Thermal transfer labels use a thermal ribbon. Thermal printhead elements heat the reverse side of the thermal ribbon during printing, causing the ribbon material to melt and transfer to the label surface. These labels create permanent images that will not fade.

When To Use Thermal Transfer vs. Indirect Thermal Labels

The main thing to consider when choosing which type of label to employ is the desired longevity of the label. If the label must have a life span longer than a few months, the clear choice is thermal transfer. However, if the label is for short term use, then other factors must be considered.

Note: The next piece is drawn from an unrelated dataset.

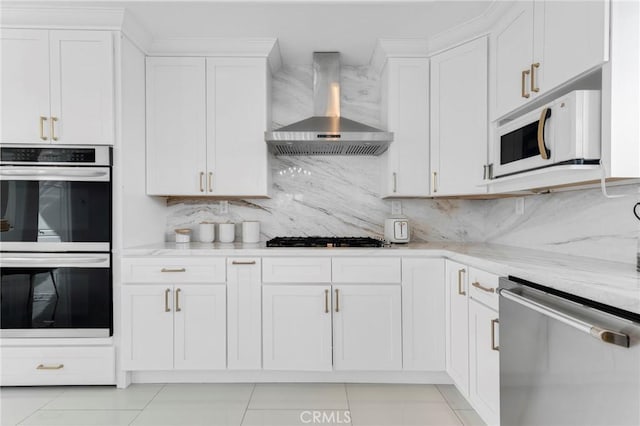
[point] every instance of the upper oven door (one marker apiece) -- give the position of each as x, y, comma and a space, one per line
525, 143
55, 208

Direct thermal labels are slightly more expensive at face value. However, some of this cost difference is offset by lower maintenance costs (discussed in more detail below).

Procurement and Inventory

Direct thermal labels have one consumable compared to two for thermal transfer labels. This requires fewer item SKUs to be procured, shipped, tracked and stored.


Direct thermal label printers typically have lower maintenance costs because they have fewer moving parts – no ribbon and ribbon-related hardware.


Direct thermal printers typically have less downtime since there is no ribbon to replace.

Printhead Wear

Direct thermal labels are susceptible to contamination from dust and other foreign debris. The expected service life of printheads in direct thermal systems is considerably less than for thermal transfer systems.

Environmental Considerations

Direct thermal labels have a lower carbon footprint and create less waste.

A New Innovation: Direct Thermal Linerless Labels

Did you know that thermal labels don’t actually require a liner? By eliminating the liner, you can reduce waste and disposal costs by cutting out the 50% of raw material that gets thrown away. Using this type of label can add flexibility and efficiency to a variety of manufacturing operations.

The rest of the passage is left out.